1 Introduction

The development of automatic systems for emotional response recognition arouses considerable interest because of their potential impact on the field of human-computer interfaces [9]. These systems aim to predict a subject’s emotional response to a stimulus from audiovisual or physiological data. The emotional responses are coded using either a discrete representation (specific emotions such as happiness, fear, sadness, or anger) or a dimensional representation, that is, latent dimensions whose combination give rise to specific emotions. The most common dimensional representation being the Arousal/Valence (AV) emotional space, in which the arousal dimension places emotions in a range varying from inactive or calm to active or excited, while the valence dimension does so in a range varying from negative or unpleasant to positive or pleasant [7]. Regarding the data needed to infer the emotional response, EEG has received increasing attention from affective computing researchers since it is a non-invasive, fast and relatively inexpensive neuroimaging technique with well-established connections to cognitive processes [1]. However, due to the complexity of the spectral and spatiotemporal relationships between EEG signals and emotional responses that need to be deciphered, the performance of EEG-based systems remains relatively low, especially when complex stimuli (e.g., music videos) are used for emotion elicitation. These hurdles have led to many feature extraction, feature selection and classification methods being explored to improve the performance of such systems [5, 9, 11].
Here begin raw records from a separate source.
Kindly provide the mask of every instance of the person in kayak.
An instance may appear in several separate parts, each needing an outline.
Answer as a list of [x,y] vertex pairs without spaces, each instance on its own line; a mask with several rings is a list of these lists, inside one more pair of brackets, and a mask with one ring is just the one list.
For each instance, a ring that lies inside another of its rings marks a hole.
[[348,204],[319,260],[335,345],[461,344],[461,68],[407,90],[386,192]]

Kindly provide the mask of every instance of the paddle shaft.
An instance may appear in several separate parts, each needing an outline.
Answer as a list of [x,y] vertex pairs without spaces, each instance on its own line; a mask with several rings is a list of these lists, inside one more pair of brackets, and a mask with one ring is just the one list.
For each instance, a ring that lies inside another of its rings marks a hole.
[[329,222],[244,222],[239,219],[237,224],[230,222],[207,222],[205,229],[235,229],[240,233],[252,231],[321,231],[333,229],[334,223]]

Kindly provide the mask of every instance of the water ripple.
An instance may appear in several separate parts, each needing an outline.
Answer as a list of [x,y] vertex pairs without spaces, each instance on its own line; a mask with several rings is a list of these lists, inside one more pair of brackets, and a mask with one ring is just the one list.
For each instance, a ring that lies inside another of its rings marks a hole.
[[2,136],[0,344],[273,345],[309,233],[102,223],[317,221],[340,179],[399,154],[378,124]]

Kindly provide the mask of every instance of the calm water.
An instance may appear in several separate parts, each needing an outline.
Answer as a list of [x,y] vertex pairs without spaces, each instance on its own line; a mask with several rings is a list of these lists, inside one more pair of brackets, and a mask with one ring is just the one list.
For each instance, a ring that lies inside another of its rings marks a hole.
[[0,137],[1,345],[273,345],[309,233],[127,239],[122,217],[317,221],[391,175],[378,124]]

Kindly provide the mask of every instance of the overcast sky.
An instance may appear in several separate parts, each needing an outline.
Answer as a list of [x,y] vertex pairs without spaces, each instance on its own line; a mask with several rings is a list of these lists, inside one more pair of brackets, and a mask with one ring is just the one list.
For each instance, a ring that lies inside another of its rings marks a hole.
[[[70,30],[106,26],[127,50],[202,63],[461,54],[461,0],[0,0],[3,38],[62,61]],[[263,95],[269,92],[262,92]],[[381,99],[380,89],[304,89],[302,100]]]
Moreover, little attention has been paid to demographic characteristics that could impact the performance of emotional response recognition systems, such as gender or age. There is a growing body of evidence suggesting differences in the way men and women process emotional stimuli: men may rely more on the recall of past emotional experiences to evaluate new ones than women [1], unpleasant and high arousing stimuli may evoke greater electrophysiological responses in women relative to men [8], and reports on EEG patterns have shown stronger group coherence among women compared with men during emotion [12]. Despite this, a recent survey gathering research about emotion recognition from EEG signals over the past 9 years, highlights important concerns: 24% of the analyzed works do not specify the participants’ gender and 68% are based on unbalanced samples in regard to the men-women ratio, being men overrepresented [1]. Therefore, it is relevant to study how gender differences affect the constituting components of emotional response recognition systems based on EEG, as well as their impact on those systems’ overall performance.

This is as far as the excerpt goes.